Со всеми этими нападками, конечно, мое дело справляться и не писать Вам, если не одно обстоятельство. Ряд лиц, среди них я знаю многих, которые доброжелательно относятся ко мне, либо прямо говорили, либо намеками, что якобы руководство Академии наук и, в частности, даже и Вы лично высказывались о том, что Капица — такой-то ученый, ему, конечно, нужно оказывать помощь в работе, хотя «по духу он нам чужд», и прочее в таком духе.

Жизнь Академии полна намеками на мнения руководящих товарищей, но я уверен, что зачастую эти намеки не соответствуют действительности, их делают так безответственно, потому что мало кто будет их проверять. Поэтому я думаю, что буду прав, если прямо спрошу Вас, делались [ли] подобные указания и являются ли выступления тт. Деборина и Кржижановского как бы отражением этих указаний?[100]

Если нет, то, конечно, я буду очень рад этому и я надеюсь, что тогда товарищу Деборину об этом скажут.

Если да, т. е. Вы действительно считаете, что моя работа чужда идеалам и нуждам Союза и его науке, то самое лучшее об этом мне прямо сказать, так как до сих пор этого я не чувствовал.

В самом деле, возражая хотя бы на недавнее заявление товарища Деборина, что я презрительно отношусь к советской науке, [должен сказать, что] это же нелепо, так как я главные свои силы отдаю этой науке и на ее созидание. А как же можно презирать то, за что борешься? А борюсь я за советскую науку, отличную от капиталистической. Это отличие я вижу не в разных философиях, которые, искренне говоря, плохо понимаю, но в том, что связь нашей науки с жизнью у нас должна быть более полная, чем у кого-либо другого. Наша наука должна иметь организованную целеустремленность н направление к тому, чтобы «переделать природу» на пользу людям. Наука сама по себе, как самоцель, что еще многие у нас считают, не может у нас существовать.

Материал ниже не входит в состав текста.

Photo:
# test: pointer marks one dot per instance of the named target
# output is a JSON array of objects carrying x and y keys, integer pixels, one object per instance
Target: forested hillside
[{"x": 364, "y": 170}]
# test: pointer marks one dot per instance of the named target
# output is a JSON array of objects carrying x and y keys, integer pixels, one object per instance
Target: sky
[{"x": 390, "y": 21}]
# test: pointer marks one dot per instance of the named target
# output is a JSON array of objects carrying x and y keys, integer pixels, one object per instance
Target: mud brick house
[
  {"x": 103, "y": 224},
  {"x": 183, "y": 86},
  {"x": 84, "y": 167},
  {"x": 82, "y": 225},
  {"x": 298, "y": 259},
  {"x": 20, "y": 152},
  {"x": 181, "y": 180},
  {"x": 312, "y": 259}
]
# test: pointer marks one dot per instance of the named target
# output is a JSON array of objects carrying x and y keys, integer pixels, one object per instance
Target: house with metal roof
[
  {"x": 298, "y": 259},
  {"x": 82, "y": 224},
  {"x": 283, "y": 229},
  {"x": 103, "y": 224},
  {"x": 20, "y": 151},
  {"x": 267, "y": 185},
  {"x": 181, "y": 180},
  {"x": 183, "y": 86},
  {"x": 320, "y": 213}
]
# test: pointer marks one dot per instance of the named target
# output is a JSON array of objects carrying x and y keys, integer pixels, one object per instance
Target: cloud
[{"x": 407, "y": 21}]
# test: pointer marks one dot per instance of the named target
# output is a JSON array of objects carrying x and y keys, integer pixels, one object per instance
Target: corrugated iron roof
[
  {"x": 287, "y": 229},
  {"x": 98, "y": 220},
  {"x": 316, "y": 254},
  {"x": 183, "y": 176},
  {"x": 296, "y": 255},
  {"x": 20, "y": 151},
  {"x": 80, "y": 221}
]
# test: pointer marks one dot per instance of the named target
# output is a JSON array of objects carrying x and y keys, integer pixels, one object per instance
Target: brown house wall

Обычно связь науки с жизнью у нас понимают неправильно. Например, как говорил академик Комаров <...> в институтах Академии наук ведутся прикладные работы — для страны, и совсем оторванные, теоретические — для души. Смысл нашей науки как раз в отсутствии этого разобщения <...> чтобы не профанировать теорию. Многие эту возможность отрицают. Но, не хвастаясь, мне кажется, что направление и характер моей работы в области низких температур есть очень близкий образчик советской науки. Хотя бы работа по турбине так же признается учеными от чистой науки, как и практиками, и направлена к удовлетворению запросов хозяйства страны. Моя научная работа в Союзе и отличается от той, которую я вел в Англии, тем, что там я не ставил перед собой интерес страны, парода, а выбирал [то] направление в работе, [которое] казалось наиболее забавным.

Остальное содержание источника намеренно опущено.